Quien se desempeñara como presidente del Banco Nación durante el gobierno de Mauricio Macri, consideró que que la economía “se encuentra en una meseta de inflación mensual del 2%” y que la actual administración ha optado por postergar el objetivo de reducir drásticamente los índices.

En ese sentido explicó que la política cambiaria, que en algún momento «fantaseó» el gobierno de Javier Milei con un crawling peg del 1%, ha mutado. Ante una inflación que supera el 2% mensual y un techo cambiario que crecía al 1%, se generaba una “tensión insostenible”.

La solución adoptada, la cual implica indexar la banda cambiaria con la inflación pasada, lleva a que “nadie está pensando hoy en la Argentina que el techo puede ir al dos y pico” y que «el dólar va a quedarse quieto».

Además, advirtió que la actividad económica en la segunda parte del 2025 pareció haberse «quedado» en sectores como la industria, la construcción y el consumo.

Identificó problemas graves en el empleo, el poder adquisitivo de las personas y una marcada heterogeneidad sectorial. Melconian señaló que el programa económico actual carece de una «hoja de ruta» clara para la reactivación.

En este marco, el modelo económico “ajusta el mercado laboral con un aumento de la informalidad, lo que incide directamente (de manera negativa) en el aplacamiento del poder adquisitivo”.

Asimismo, la macroeconomía aún no ve renacer el crédito, y la tasa de inversión presenta conflictos, caracterizada por un cambio de manos con gran participación local y poca integración extranjera, lejos del modelo «noventista» de «lluvia de inversiones».
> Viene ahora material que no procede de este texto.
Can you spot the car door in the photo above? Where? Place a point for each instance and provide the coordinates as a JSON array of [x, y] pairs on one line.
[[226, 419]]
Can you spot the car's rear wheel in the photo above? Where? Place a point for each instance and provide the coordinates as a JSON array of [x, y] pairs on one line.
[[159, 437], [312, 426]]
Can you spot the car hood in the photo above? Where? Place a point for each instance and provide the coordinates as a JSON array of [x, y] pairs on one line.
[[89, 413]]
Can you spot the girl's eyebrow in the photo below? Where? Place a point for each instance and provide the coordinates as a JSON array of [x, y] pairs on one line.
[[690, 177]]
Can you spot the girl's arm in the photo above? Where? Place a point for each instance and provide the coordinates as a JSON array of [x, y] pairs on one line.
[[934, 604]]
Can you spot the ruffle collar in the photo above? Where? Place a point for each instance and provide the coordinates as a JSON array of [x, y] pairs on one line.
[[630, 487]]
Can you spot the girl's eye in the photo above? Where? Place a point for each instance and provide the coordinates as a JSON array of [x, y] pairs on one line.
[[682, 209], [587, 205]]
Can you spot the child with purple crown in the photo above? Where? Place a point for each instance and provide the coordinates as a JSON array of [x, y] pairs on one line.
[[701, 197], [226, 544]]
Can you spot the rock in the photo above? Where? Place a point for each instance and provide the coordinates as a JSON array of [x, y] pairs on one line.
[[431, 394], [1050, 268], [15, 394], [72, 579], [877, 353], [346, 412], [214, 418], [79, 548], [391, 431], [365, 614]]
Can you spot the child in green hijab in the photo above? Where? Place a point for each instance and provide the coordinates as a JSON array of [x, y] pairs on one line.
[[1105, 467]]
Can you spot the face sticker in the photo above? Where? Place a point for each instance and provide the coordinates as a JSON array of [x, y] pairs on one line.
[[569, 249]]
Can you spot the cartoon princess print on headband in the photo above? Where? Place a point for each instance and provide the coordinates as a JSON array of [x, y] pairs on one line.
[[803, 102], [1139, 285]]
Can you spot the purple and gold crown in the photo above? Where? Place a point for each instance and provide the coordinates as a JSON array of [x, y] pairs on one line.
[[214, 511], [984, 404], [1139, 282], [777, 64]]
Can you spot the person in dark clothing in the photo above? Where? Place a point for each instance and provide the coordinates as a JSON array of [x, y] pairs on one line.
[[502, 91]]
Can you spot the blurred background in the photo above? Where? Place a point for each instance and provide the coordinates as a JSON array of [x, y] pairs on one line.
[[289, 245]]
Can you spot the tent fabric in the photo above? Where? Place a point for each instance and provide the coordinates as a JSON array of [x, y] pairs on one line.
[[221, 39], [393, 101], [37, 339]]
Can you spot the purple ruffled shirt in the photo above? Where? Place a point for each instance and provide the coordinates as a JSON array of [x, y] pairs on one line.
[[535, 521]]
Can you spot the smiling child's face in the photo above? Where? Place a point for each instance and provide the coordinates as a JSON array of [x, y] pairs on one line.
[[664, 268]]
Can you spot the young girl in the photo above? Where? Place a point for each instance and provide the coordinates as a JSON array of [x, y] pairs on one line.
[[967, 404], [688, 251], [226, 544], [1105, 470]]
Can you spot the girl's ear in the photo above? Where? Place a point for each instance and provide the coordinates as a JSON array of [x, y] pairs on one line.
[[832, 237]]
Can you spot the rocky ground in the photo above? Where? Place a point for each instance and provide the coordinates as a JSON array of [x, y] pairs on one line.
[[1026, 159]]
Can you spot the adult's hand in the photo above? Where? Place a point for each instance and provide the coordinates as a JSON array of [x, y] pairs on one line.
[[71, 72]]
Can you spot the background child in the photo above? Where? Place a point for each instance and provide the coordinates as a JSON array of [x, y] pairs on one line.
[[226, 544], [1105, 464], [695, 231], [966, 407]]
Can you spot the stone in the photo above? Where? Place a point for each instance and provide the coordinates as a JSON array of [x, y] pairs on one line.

En esa línea, también cuestionó la ausencia de una visión integral del equipo económico. “Así como en el tablero de la política económica argentina hay personas de carácter productivista que subestiman las finanzas, acá tenemos un escenario exactamente opuesto: un equipo económico que goza cada vez que ocurre algo como lo del otro día, cuando consiguieron US$ 3.000 millones para tapar un agujero, pero no pueden decir hacia dónde vamos”, se preguntó.

Finalmente, el economista proyectó hacia adelante un escenario complejo para la sostenibilidad de la deuda. “El problema de Argentina es otro: no es la magnitud, sino que es la calidad y la vuelta al mercado”, sentenció.